Sent: Wed, Apr 13, 2011 9:31 am
Subject: Fosters Needed | Help us rescue more Goldens

*Help us rescue more Goldens.*Fosters are our most important and valuable volunteers and are desperately needed to provide safe, loving homes to newly rescued Goldens. If we don't have fosters, we have to turn away Goldens in need of our help. 

* 
Please consider being a Foster.
Foster times average 2-3 weeks. *Dogs undergoing heart worm treatment may require 6-8 weeks. Big hearts and patience are required, but you will receive much love in return! Without fosters, GREAT Rescue can not function and Goldens do not get a second chance for a GREAT life. Please consider fostering and let your fellow dog lovers know of this wonderfully rewarding opportunity. 
Becoming a foster is a simple process.
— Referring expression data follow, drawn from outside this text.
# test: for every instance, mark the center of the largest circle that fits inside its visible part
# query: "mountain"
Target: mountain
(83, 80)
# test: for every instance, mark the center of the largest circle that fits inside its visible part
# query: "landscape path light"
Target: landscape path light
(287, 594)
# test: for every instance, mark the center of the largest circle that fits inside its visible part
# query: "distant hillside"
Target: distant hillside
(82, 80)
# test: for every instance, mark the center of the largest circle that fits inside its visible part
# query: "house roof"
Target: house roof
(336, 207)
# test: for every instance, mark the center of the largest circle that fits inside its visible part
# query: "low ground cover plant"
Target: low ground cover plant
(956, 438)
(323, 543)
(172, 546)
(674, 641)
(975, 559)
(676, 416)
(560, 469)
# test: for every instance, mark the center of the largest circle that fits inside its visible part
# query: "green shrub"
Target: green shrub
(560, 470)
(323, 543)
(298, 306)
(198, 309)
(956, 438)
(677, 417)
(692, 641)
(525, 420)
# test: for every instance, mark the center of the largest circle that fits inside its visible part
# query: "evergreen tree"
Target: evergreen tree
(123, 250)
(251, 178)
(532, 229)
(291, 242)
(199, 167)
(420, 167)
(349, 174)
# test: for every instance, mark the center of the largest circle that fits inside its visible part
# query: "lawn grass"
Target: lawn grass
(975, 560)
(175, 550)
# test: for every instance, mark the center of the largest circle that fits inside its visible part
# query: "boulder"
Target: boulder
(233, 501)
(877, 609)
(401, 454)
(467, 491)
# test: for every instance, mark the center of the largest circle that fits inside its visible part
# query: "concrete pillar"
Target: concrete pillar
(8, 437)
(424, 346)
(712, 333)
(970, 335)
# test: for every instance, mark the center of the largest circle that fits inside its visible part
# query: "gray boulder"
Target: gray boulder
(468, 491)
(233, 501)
Simply complete our Foster Application and we'll contact you to get the process started. 
*Contact Sue to learn more. * 
[email protected]


GREAT Rescue of NE Florida
PO Box 600878
Jacksonville, Florida 32260


http://greatrescue.org/

*Contact Us
By email:
Sue Van Abs (Foster related questions) [email protected]*


----------



## BeauShel (May 20, 2007)

Thanks for posting that Karen


----------



## Karen519 (Aug 21, 2006)

*Carol*

Carol

You are SO WELCOME!!


----------



## WLR (May 11, 2008)

Cross posted on my FB page. 
Got a chance to meet them when I was in Fla for the last shuttle launch.


----------



## Karen519 (Aug 21, 2006)

*Bill*

Bill

That is great that you met them!


----------



## BeauShel (May 20, 2007)

They are a nice group of people. The dog in the middle is the father of one of my past foster dogs Darby.


----------



## Karen519 (Aug 21, 2006)

*Bumping*

Bumping up for fosters for this rescue!!


----------



## sdain31y (Jul 5, 2010)

So the pup in the middle is also Jazz's Dad! Looks a lot like her!


----------